Stuff I CANNOT hack into/around

Serialization

Unity is the only engine I’ve worked with where the core data structures and transformations are opaque, hidden, can’t be extended, can’t be debugged. Tragically: also has many missing features, bugs, and serious performance issues.

There are good reasons for why this remains in such a bad state (It’s hard to fix. Meanwhile … it sort-of works, enough to write games in – you just have to occasionally write a lot of bad code, have to rewrite some ported libraries, have to know a lot of Unity-specific voodoo, etc).

But if it were exposed – we could (I would start on it tomorrow!) fix most of the problems. I’ve done proof-of-concepts with some terrifying hackery that show it’s possible – and a lot of the architecture is well explored, other ways it can be implemented, that could be given to developers as options (some would work better for your game, others might not; but you could pick and choose).

It’s too much to ask for (it intersects so much of the engine, and it would unleash a horror of potential bugs and crashes), but my number 1:

Callbacks for ALL core Unity methods

This sounds small but would have positive impact on a lot of projects.

c.f. my reverse-engineered callback diagram for EditorWindow in Unity:

…but we have the same problems for MonoBehaviour, for GameObject, etc. Not only are lifecycles poorly documented, but they’re inconsistent and – in multiple places (c.f. above diagram “Open Different Scene”) – they’re not even deterministic! It’s random what methods the Editor will call at all, let alone “when”.

Under the hood there must be reliable points for doing these callbacks … somewhere.

Undo

Undo has never worked in Unity. The worst stuff I narrowed down to ultra-simple demos that Unity’s own code was broken, I’ve logged bugs and Unity fixed them – but the current system is a horrible mess, much too hard to use.
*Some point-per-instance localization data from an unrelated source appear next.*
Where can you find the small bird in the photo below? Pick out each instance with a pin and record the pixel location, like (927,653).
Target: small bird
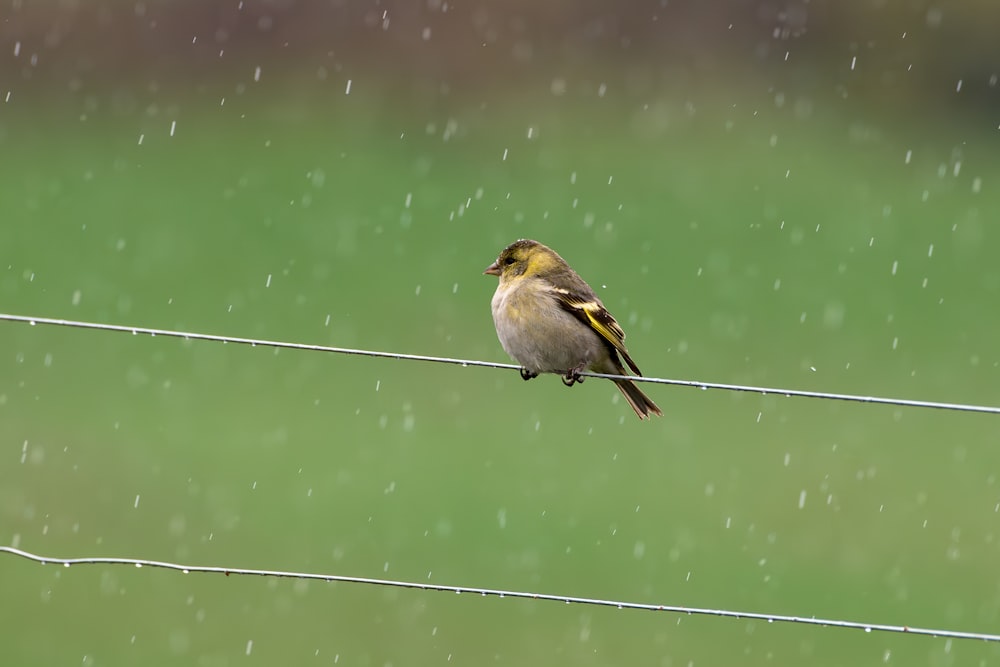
(550,321)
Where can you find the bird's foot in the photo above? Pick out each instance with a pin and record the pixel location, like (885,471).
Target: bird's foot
(573,376)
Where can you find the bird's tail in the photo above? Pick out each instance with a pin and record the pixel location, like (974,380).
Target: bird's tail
(641,403)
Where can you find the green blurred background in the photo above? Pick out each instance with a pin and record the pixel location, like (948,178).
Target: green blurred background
(797,195)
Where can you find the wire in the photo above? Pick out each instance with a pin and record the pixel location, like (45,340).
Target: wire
(491,592)
(188,335)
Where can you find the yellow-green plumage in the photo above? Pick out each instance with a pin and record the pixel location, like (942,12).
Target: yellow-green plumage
(549,320)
Many methods only randomly do what they’re supposed to, and there’s no way to debug it, because the internals are hidden.

If Unity exposed the actual, genuine, underlying state-change points, we could correctly implement editor extensions that support Undo 100%. I’d be happy to also use them to write an Asset that implements “easy to use Undo”, based on how other platforms have implemented it (e.g. Apple’s design of NSDocument is pretty clear and sensible, based on lists of Change Events).
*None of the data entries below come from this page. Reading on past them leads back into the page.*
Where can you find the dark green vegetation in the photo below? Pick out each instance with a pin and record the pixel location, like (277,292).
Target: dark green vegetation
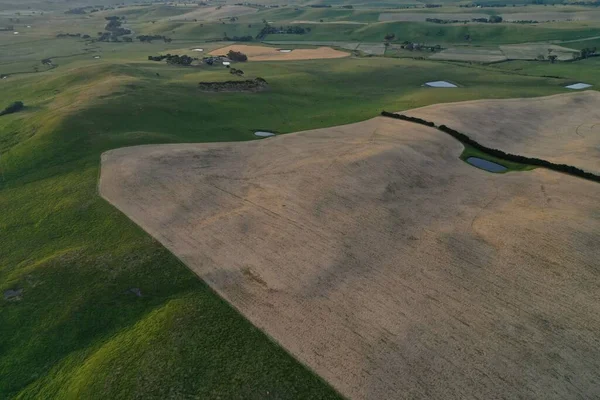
(80,330)
(13,108)
(471,151)
(521,162)
(76,258)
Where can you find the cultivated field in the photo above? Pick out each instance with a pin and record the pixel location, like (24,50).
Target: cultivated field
(564,129)
(532,51)
(540,16)
(213,13)
(382,261)
(469,54)
(263,53)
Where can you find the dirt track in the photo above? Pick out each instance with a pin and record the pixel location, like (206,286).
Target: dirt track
(564,129)
(263,53)
(382,261)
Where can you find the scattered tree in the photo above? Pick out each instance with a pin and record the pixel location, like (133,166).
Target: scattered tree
(13,108)
(237,56)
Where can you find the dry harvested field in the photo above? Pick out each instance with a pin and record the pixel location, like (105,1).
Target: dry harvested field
(470,54)
(382,261)
(564,128)
(420,17)
(531,51)
(263,53)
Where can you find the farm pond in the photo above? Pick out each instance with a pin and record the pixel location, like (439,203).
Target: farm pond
(486,165)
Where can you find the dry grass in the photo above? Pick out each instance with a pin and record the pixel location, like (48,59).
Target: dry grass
(263,53)
(564,129)
(382,261)
(531,51)
(470,54)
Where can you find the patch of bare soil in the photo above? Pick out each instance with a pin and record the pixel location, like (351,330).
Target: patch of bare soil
(377,257)
(564,129)
(250,85)
(263,53)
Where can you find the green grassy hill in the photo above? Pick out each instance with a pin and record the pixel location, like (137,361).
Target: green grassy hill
(423,32)
(79,330)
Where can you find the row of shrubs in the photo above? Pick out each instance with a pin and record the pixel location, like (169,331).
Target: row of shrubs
(407,118)
(461,137)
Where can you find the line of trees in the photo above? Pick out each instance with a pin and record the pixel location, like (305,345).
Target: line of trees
(13,108)
(150,38)
(289,30)
(461,137)
(237,56)
(407,118)
(184,60)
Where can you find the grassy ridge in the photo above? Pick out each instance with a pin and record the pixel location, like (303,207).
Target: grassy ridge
(79,330)
(436,33)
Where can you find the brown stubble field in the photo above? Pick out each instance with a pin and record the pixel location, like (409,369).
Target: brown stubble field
(563,129)
(382,261)
(264,53)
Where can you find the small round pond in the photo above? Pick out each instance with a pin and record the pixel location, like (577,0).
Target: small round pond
(486,165)
(264,134)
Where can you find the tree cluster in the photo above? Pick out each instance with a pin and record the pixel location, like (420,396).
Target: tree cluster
(13,108)
(237,56)
(587,52)
(184,60)
(235,71)
(150,38)
(418,46)
(461,137)
(407,118)
(289,30)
Unity could then make “Undo that works” a mandatory requirement on the Asset Store. Currently it’s listed as mandatory, but no Asset has ever been checked for it (so far as I can tell).

Not least because Unity’s own code has had such problems supporting it!
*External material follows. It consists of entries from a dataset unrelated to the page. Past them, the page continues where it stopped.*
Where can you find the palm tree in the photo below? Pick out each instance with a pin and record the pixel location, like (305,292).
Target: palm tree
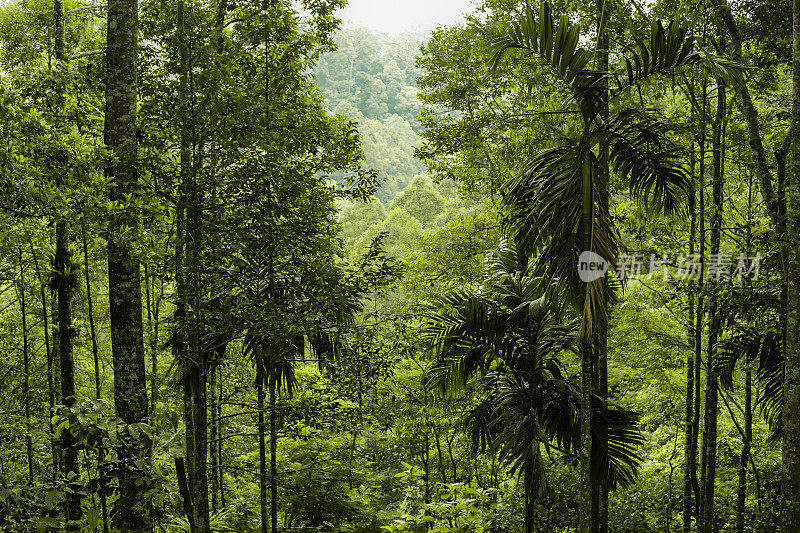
(558,205)
(509,336)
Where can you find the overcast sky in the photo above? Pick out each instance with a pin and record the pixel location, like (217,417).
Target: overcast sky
(397,16)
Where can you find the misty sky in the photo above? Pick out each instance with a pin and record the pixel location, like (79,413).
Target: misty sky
(396,16)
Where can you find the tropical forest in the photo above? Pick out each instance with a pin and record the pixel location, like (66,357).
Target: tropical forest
(534,271)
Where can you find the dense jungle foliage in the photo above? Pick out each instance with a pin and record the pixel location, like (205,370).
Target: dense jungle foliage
(538,271)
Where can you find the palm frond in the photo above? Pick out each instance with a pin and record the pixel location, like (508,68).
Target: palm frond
(770,375)
(557,45)
(545,204)
(640,152)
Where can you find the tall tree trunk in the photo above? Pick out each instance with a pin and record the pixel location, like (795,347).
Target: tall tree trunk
(587,354)
(690,445)
(212,388)
(262,448)
(26,388)
(712,384)
(49,352)
(65,282)
(124,286)
(791,391)
(700,314)
(741,491)
(196,353)
(96,357)
(601,372)
(220,426)
(273,453)
(723,12)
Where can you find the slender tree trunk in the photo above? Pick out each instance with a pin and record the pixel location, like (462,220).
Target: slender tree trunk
(530,497)
(711,407)
(124,288)
(212,387)
(262,448)
(587,352)
(700,315)
(741,492)
(791,391)
(220,427)
(64,280)
(601,388)
(193,290)
(690,446)
(26,387)
(49,352)
(97,387)
(723,12)
(273,452)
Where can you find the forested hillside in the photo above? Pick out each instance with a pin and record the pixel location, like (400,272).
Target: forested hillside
(535,272)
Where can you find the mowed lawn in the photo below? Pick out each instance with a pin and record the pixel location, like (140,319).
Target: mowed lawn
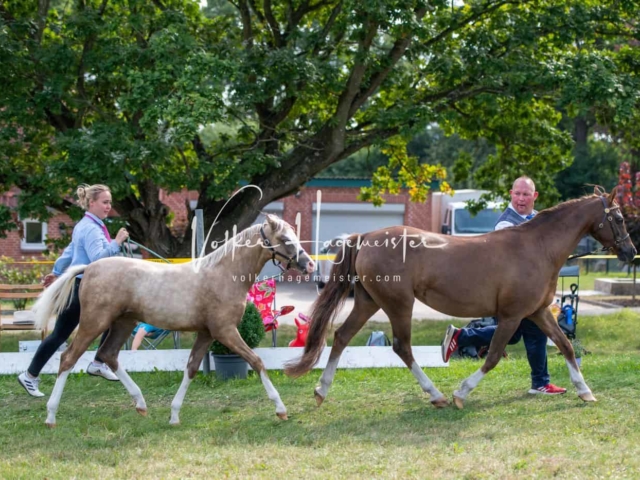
(374,423)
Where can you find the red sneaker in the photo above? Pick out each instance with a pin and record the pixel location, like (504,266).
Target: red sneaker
(549,389)
(450,342)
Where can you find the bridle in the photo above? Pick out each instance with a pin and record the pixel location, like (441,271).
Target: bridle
(275,253)
(607,216)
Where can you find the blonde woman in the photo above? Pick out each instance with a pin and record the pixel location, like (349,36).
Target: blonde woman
(90,241)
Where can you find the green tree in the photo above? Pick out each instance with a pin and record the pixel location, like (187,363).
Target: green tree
(144,95)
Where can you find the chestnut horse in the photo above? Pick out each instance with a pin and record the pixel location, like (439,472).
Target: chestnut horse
(510,274)
(210,300)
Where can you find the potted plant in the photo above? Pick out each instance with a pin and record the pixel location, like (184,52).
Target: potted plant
(227,363)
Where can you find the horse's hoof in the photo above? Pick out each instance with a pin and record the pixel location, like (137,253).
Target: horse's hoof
(441,402)
(587,397)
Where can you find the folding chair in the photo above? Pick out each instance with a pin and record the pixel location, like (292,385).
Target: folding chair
(151,342)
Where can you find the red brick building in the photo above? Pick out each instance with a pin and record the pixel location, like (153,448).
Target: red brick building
(326,207)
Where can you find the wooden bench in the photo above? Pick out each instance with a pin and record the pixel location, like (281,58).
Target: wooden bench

PropertyDrawer: doesn’t quite do what it claims to (yet)

Recall what I said above: most of the Editor GUI/UX itself “hasn’t been improved for many years”. Unity made it user-extensible/replaceable many years ago – so in theory you could update / replace whatever you want. There’s a huge amount we’ve been able to update and customise (although it’s very expensive in coding time, due to a lack of modern GUI API’s, sometimes it’s well worth it).

But you can only replace the Inspector for a particular Component/MonoBehaviour. You cannot say “I want to replace the Inspector for GameObject’s that have Components X Y Z”.

Worse, if you wanted to replace e.g. the part of the Inspector that automatically draws a Vector … you can’t.

Unity had a great idea to solve one of these: Property Drawers. These would let you customise the rendering of sub-parts of an Inspector – the rendering of individual labels for member variables, list items etc.

IN THEORY this would let you write your own list-renderer that would work everywhere, and make lists very easy to use in the Editor – but only write the code once.

IN PRACTICE it was only implemented in a very basic way, and most of the things you want to use it for are blocked / inactive. There is NO WAY to fix this in user code.

(well, actually there is … c.f. . But this is a horrendous amount of work – AI’s author did a Herculean task! – and means you’ll never the benefit of future Unity UX / GUI updates, if there are any).